Addressing selection bias is important when evaluating a new technique as often straightforward cases (females, low BMI, small tumour size, no previous abdominal surgery, no preoperative radiotherapy) are chosen initially with the aim to progress to more complex cases with growing expertise. Matching laparoscopic cases to the consecutive robotic cases ensures that the corresponding laparoscopic reference cases theoretically could have been operated by robotics at the same stage of training. So, not only the robotic but also the matched laparoscopic cases were of increasing complexity and were well suited to define inherent risk and allowable slack.

Using our approach, CUSUM curves of different surgeons should not be compared without caution as the robotic performance is only benchmarked against an already achieved personal laparoscopic level of proficiency. If a surgeon had an inconsistent laparoscopic performance, this would result in a high allowable slack or inherent risk of quality indicators. Although being on target with reference to their own performance, they might be below standard when compared to other surgeons.

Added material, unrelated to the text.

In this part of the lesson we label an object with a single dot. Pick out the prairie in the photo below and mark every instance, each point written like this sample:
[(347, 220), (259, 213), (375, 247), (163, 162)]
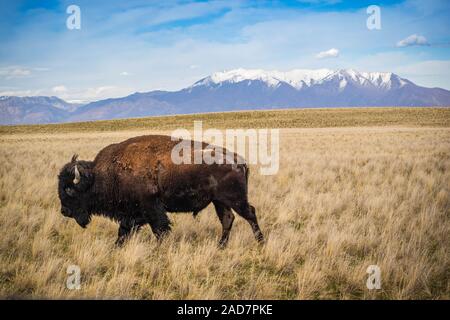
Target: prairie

On the other hand, a skilled and experienced surgeon who achieves consistent results leading to low standard deviations or inherent risks of quality indicators may find it difficult to reach a similar level when adopting a new technique. Our approach specifically answers the question as to whether it is worth changing from the current method, even when it produces good results. To prevent unnecessary harm to the patient, constant monitoring of the learning process is mandatory.

CUSUM curves for continuous quality indicators may be subject to systematic bias. The transition point of the CUSUM curve from off-target to on-target depends upon the allowable slack which may be somewhat arbitrary in its definition. The higher the allowable slack, the shorter the learning process becomes and vice versa. Half of a standard deviation is a commonly used slack when controlling industrial processes where the reference group is usually large leading to a relatively small standard deviation and a tight slack. In our model where only the surgeon’s own expert cases constituted the reference group, standard deviations were relatively high resulting in large allowable slacks when using half a standard deviation. Therefore, the tolerable slack was reduced to a quarter of the standard deviation from the mean in our approach.

Many expert laparoscopic colorectal surgeons are reluctant to start with robotic TMEs as they fear that they may have to repeat the learning process with all its negative implications. This study, however, provides evidence that the laparoscopic skill and procedural knowledge may be transferable to the robotic approach. The CUSUM charts also suggest that there may even be a “stepping down” from a more difficult laparoscopic to a less difficult robotic technique. This means that surgeons who are not able to perform a TME by laparoscopy might be able to do so by the robotic approach.

This study has limitations due to its retrospective nature, low case numbers, small number of surgeons included and the lack of quality grading of the specimens by the pathologist. The high number of cases proctored may also have a considerable impact on the learning curve, which could not be assessed. We had ten cases proctored for each surgeon, which may vary from other centres due to the cost implications of proctoring. Furthermore, the model used for this study only allows the assessment of a surgeon’s robotic performance in comparison to his own laparoscopic proficiency. Nevertheless, this study suggests that skills attained during laparoscopic TME surgery are transferable to robotic surgery and that the formal learning curve of experienced laparoscopic colorectal surgeons for robotic TME may be limited when compared to their individualised laparoscopic proficiency targets.